As it is, I appear intermittently; having to share a busy road with motor vehicles turns the trip from lark to hurdle. Not only must I travel alongside giant hunks of metal that could kill me in an instant, I must also feel each force field as it hurtles by (when I’m walking, I often let particularly strong force fields push me a few feet off the road; when I’m biking, and leaving the pavement is more difficult, I usually don’t). Also, since the road is wide, and meant for people toting their own weather shields, there’s little shade. I absorb heat rising from asphalt, heat pulsing from sun. Yes, I enjoy the push of my legs, the rhythm of my steps. Yes, I’ve walked and biked thousands of miles on roads such as these. Yes, I’m terrifically stubborn about filling my daily quota of self-propulsion. Also I’m tired of fighting for space, on roads that disregard me.
So. Does our web of highways bring us together, or tear us apart?

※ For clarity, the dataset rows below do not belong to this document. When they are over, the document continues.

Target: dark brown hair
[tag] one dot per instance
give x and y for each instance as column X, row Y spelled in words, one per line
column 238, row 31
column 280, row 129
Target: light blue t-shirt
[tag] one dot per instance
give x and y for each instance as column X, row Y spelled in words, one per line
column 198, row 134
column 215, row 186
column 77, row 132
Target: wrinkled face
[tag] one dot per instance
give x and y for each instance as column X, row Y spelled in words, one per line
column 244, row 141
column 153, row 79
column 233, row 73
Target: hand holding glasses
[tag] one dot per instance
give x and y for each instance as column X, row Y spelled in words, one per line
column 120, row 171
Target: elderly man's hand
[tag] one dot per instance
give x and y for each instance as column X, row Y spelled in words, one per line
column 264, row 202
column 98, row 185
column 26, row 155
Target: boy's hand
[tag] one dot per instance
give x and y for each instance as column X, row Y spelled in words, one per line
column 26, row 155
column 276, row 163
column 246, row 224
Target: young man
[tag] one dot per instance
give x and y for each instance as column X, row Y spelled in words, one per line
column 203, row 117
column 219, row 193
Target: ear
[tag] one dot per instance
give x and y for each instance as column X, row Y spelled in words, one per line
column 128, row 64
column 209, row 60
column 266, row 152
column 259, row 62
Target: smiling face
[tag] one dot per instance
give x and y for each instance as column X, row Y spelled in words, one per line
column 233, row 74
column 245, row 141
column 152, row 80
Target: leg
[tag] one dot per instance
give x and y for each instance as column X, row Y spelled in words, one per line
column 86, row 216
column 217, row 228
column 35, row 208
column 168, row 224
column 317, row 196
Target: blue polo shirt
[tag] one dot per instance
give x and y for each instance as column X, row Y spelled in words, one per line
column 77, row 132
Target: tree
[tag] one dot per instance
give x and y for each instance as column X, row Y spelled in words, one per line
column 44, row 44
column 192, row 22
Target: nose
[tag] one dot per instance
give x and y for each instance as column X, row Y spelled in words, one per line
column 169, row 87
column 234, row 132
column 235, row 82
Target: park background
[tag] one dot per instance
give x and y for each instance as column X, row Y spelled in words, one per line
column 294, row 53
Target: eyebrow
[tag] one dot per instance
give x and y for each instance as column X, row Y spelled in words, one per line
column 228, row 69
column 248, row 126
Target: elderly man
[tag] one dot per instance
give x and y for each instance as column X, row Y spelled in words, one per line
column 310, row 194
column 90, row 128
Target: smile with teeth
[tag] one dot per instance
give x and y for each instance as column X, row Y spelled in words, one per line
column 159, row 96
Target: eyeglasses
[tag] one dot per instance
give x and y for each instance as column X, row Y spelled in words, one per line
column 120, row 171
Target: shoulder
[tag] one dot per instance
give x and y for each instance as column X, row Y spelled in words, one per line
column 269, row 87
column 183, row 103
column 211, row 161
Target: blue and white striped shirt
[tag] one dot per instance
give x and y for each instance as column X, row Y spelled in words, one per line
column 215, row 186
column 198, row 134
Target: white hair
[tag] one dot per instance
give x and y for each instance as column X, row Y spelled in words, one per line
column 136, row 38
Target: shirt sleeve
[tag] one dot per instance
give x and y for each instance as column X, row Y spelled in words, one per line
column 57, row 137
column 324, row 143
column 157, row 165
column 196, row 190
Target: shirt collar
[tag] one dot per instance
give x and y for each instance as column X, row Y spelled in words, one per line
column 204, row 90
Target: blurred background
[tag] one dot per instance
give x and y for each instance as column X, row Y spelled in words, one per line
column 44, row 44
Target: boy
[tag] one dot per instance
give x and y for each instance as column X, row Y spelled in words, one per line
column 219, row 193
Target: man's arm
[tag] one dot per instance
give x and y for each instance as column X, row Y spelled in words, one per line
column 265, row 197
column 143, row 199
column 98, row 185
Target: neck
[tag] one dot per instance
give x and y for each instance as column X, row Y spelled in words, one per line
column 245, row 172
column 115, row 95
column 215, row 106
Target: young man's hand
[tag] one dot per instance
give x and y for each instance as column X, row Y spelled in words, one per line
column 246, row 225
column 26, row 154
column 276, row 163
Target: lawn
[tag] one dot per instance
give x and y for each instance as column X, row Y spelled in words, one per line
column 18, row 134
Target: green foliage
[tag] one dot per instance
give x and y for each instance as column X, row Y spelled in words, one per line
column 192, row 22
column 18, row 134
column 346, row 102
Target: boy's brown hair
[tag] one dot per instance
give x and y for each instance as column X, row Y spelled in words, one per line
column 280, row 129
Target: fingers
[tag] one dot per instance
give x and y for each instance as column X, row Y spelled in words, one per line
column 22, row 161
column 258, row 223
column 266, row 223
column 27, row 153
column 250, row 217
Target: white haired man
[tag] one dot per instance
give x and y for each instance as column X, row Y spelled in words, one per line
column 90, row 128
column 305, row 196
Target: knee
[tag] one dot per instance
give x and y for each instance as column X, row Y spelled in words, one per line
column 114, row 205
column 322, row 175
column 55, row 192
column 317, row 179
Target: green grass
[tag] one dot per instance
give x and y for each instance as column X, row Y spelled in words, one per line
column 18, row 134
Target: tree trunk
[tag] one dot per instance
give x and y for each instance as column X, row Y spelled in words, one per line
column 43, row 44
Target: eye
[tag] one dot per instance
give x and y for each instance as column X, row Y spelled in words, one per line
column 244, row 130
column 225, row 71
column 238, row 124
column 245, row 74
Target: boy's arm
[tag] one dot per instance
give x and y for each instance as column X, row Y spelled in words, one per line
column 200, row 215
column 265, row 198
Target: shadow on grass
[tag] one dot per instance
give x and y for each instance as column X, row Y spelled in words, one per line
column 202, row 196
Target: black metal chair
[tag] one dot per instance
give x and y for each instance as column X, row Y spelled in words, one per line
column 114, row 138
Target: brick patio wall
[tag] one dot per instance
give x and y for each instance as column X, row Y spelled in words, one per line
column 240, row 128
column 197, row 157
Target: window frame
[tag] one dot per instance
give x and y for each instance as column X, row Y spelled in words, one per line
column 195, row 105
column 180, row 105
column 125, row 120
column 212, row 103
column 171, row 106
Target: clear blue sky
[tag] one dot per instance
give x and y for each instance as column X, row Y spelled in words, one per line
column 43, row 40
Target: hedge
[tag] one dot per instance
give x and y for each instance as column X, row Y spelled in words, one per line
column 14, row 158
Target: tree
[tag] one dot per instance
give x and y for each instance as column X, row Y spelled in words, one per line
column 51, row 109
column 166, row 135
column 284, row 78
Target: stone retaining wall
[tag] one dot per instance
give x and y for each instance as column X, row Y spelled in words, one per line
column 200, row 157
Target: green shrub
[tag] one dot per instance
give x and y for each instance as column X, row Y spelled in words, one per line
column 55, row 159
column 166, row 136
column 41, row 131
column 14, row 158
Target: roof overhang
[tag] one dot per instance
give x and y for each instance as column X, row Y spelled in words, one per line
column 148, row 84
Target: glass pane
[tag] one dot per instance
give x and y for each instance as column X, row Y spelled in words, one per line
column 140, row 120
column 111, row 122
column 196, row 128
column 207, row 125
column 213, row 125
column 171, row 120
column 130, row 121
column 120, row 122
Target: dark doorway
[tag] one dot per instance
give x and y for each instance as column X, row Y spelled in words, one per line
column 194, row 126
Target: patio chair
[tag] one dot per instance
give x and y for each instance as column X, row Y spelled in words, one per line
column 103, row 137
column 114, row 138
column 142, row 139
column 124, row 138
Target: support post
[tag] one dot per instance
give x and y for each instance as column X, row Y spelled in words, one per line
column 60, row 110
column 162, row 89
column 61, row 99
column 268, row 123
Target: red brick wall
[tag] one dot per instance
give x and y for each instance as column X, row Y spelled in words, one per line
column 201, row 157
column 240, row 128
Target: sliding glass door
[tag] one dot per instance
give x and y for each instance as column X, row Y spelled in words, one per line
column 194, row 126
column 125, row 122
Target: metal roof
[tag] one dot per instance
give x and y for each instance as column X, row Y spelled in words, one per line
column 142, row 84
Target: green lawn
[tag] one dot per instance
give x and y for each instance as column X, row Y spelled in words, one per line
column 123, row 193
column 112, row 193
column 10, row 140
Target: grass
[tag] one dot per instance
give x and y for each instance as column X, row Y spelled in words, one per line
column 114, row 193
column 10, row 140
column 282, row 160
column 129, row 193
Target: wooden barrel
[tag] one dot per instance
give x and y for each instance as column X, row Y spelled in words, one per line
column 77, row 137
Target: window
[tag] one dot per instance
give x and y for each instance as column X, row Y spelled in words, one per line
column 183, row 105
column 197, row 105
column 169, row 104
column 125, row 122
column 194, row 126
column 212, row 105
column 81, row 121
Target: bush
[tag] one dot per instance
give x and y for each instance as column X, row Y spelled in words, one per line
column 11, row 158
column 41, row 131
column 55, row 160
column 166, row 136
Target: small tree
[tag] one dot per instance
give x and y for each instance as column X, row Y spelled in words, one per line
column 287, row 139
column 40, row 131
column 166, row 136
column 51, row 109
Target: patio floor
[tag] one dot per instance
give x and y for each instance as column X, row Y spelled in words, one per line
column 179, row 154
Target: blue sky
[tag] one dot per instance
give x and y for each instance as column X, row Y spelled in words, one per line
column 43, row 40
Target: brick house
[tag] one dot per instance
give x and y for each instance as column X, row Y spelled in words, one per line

At Earthaven I could travel from house to field to farm to orchard without encountering speeding hunks of metal. Though the roads allow for motor vehicles, they’re narrow enough to welcome humans on two feet; the recommended driving speed is a crawl. Sure, I’d love it if the gas guzzlers gave way to trikes and cargo bikes – but even in their current form, the web of roads through the village invites me out for a stroll.